Ten top tips on psychosexual therapy

+ PDE5 inhibitors require sexual stimulation to be effective.

+ Addressing sex as a standard part of history-taking will ‘normalise' the consultation.

+ There are particular disease areas, such as cancer, that can have an impact on sexuality.

+ Altered body image after surgery may need to be discussed rather than the subject avoided.

+ Encourage couples to bathe or shower together, as this allows intimate touch and the opportunity to experience different sensations.

+ Illness, especially when associated with stomas or dressings, may alter the smell of a partner and be off-putting.

+ If there are limited psychosexual services locally, GPs can try referring through Relate.

Peyronie's disease

+ 40-50% of cases of Peyronie's disease are complicated by ED.

+ Penile plaques are most commonly found dorsally – occurring in 66% of cases.

+ The active phase of the disease occurs between one and six months from disease onset.

+ The quiescent phase of disease starts nine to 12 months after onset.

+ About 12-13% of patients will spontaneously improve over time.

+ Doppler ultrasound can be used to assess vascular abnormalities.

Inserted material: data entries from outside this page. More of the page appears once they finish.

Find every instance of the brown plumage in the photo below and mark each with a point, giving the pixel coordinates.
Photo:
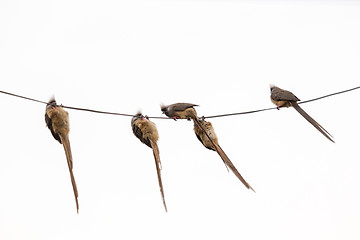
(210, 141)
(182, 111)
(146, 132)
(57, 120)
(284, 98)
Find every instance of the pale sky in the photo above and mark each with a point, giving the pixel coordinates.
(126, 56)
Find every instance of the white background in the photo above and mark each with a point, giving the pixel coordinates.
(125, 56)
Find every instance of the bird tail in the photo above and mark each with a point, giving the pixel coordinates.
(312, 121)
(223, 156)
(228, 162)
(155, 149)
(66, 143)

+ Penile implants can be used for severe deformities with ED.

Orgasmic disorders in men

+ There are four premature ejaculation syndromes: lifelong PE, acquired PE, naturally variable PE and inconsistent PE.

+ The only currently available medical treatments are the off-label use of SSRIs and the tricyclic antidepressant clomipramine.

+ A failure of ejaculation often presents as inhibited ejaculation or retarded ejaculation.

+ If a man can masturbate and ejaculate or ejaculate with oral stimulation or in specific positions, it would suggest the problem is psychological.

+ Men with no ejaculation should be referred for urological assessment.

+ For men who reach orgasm with no ejaculation, arrange for the first urine sample after sex to be analysed for presence of sperm.

+ Indomethacin and diltiazem may be helpful for orgasmic headache.


+ Up to 90% of women attending with gynaecological complaints have a sexual issue.

+ Dyspareunia is commonly divided into superficial and deep pain.

+ Vulval pain syndrome has a prevalence of 2-10%.

+ Vaginal infections can cause pain that develops into a chronic pain cycle.

+ An ultrasound scan can identify those needing diagnostic laparoscopy.

+ Triple swabs – high vaginal, endocervical and endocervical chlamydia swabs – are standard in sexually active women with deep dyspareunia.

+ Local anaesthetic gels used 20-30 minutes before penetration help some women.

+ Skin disorders such as lichen sclerosis are rapidly resolved with steroid creams but are often recurrent.